Monday, January 28, 2013

Godly Play: The Parable of the Leaven

My son has the flu, so we did not attend our church's brunch this week. Instead, I told both children "The Parable of the Leaven" at home. This parable is one of the core stories in the GP curriculum. It is also the shortest story of them all. Indeed, the text in the Bible is only one verse. As a result, it often gets dismissed by beginner storytellers. I remember thinking, "This is it?!" 

After the normal introduction about the gold box, how parables are gifts, and wondering about what the underlay might be,  comes this . . . 

"The Kingdom of Heaven is like a woman who took three measure of flour . . . "

" . . . and mixed them together. She hid the leaven in the mixture . . . "

". . . which swelled up and was leavened all over."

"It got big and puffy like the bread you buy in the store."

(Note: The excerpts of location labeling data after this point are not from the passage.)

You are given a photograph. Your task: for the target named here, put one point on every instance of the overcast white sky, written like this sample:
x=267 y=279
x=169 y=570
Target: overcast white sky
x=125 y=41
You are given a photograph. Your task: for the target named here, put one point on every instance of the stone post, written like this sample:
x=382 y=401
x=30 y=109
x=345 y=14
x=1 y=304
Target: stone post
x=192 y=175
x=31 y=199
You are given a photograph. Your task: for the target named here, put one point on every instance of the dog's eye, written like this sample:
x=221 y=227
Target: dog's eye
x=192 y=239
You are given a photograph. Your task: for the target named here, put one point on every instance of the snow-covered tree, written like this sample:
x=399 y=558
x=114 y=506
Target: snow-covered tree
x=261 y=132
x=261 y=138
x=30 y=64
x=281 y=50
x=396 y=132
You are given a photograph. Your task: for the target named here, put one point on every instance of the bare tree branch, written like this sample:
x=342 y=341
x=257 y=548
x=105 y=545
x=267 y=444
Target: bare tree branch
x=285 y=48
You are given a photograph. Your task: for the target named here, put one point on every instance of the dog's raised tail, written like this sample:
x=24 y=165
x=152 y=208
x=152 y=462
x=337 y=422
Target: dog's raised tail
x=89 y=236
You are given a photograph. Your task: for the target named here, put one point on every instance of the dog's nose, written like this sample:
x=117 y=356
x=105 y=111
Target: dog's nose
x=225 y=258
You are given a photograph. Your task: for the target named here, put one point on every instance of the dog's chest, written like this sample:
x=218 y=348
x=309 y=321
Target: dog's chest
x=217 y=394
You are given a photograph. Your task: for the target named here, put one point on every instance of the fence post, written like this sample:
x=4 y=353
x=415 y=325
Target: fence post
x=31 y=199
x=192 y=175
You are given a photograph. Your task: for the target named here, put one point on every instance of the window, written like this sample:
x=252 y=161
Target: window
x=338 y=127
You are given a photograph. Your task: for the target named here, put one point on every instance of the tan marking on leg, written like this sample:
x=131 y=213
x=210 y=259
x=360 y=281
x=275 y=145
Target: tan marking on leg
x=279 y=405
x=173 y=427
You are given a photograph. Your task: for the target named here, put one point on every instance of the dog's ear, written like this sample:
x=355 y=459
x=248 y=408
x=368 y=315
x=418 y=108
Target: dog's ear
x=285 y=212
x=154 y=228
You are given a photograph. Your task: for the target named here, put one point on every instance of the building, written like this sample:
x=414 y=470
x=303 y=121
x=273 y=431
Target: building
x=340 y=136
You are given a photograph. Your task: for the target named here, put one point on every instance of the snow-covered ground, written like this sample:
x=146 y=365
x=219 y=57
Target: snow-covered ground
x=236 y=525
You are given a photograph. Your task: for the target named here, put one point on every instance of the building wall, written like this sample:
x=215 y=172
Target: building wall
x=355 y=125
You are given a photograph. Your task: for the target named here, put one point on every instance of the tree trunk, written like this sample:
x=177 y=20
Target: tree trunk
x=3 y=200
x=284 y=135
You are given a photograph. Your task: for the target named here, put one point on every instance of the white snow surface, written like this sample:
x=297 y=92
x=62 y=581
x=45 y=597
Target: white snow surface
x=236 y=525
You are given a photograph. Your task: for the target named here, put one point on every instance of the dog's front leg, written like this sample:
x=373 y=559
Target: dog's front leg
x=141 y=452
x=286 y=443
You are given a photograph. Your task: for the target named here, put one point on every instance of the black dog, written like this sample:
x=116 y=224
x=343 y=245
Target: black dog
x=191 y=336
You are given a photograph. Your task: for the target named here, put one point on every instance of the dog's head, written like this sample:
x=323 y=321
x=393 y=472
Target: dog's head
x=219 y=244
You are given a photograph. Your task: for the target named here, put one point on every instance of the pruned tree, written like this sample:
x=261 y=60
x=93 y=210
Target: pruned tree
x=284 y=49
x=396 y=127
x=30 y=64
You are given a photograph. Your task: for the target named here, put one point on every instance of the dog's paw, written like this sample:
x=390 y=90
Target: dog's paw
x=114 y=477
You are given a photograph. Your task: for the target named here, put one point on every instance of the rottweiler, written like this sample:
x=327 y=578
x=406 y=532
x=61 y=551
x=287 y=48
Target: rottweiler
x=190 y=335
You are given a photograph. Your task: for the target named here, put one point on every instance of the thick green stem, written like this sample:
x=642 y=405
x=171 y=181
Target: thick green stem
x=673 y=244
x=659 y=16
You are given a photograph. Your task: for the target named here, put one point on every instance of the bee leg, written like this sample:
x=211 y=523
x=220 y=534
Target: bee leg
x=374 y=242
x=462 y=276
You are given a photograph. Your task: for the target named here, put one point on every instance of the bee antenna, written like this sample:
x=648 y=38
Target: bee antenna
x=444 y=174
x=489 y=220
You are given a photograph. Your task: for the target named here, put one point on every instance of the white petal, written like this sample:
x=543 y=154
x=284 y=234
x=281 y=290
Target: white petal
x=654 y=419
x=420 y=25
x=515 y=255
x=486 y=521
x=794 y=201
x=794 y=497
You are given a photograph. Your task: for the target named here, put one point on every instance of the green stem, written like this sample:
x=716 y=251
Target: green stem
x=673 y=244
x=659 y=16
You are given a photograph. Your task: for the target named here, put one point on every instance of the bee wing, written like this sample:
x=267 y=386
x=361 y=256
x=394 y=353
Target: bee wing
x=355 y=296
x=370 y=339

But don't let the simplicity of this story throw you off. Precisely because it is so simple, there is a ton to wonder about and discuss. What is the leaven, really, in the parable and in life? Have you ever come close to a place where this happens, not just in the parable, but in life?

At our training in Holland, the Wondering after this particular story went on for what seemed like an eternity, because we all so fully immersed in it. In fact, we would have kept on, had our fellow trainee whose turn it was to train us not stepped in to lead us into the evaluation.

This story is also a difficult one to tell, again because it is so simple. You have to be internally okay with the language of silence and gracious in your movements. My colleague, Rachel, told this story in Holland, and I remember thinking, "I'm glad it's her and not me!" But she did an amazing job of not rushing the text or our responses, and the Wondering was some of the most thought-provoking that I've ever participated in. 

Yesterday, my son was under strict orders to only do silent wondering, since he was losing his voice. My daughter (who is 7) said a few things, but was eager to get to the Response Time, so our Wondering was a bit short. What was interesting was that she came back to the story at bedtime when she wondered what baking bread had to do with the Kingdom of Heaven? Would there only be one person in heaven and would she just be baking bread? (All this said with an irritated tone in her voice!) I reminded her that Jesus had said that his Kingdom was like this woman baking bread. I also reminded her that sometimes the door to the parable stays closed for a bit, but we can always come back again and someday it will open for us . . . 

Linked to Montessori Monday at Living Montessori Now

and Eco Kids' Tuesday at   Like Mama~Like Daughter and Organic Aspirations

and Waldorf Wednesday at Seasons of Joy

and Sharing Saturday at Crafty Moms Share


  1. Morning Miss Sheila,
    I saw this and thought that you might like it.
    Who knows, but I thought I'd pass it on (:
    I hope things are really well.
    Stay warm

    1. Those are beautiful pieces! Thanks for the link!

  2. I like this story and I love how you left your daughter to wonder some more, in a good way.

    Thank you for sharing.

  3. Thanks for writing about this - about both the beauty of its simplicity and the difficulties.

  4. Thanks for reading along, ladies! Storyteller, I'd love to know if you have done this story and how it went.

  5. I am intriqued with the act of wondering.... Thanks for sharing with us at Eco-Kids! I hope you will come link up with us again this week!!

  6. What a wonderful lesson!! Thank you for sharing at Sharing Saturday!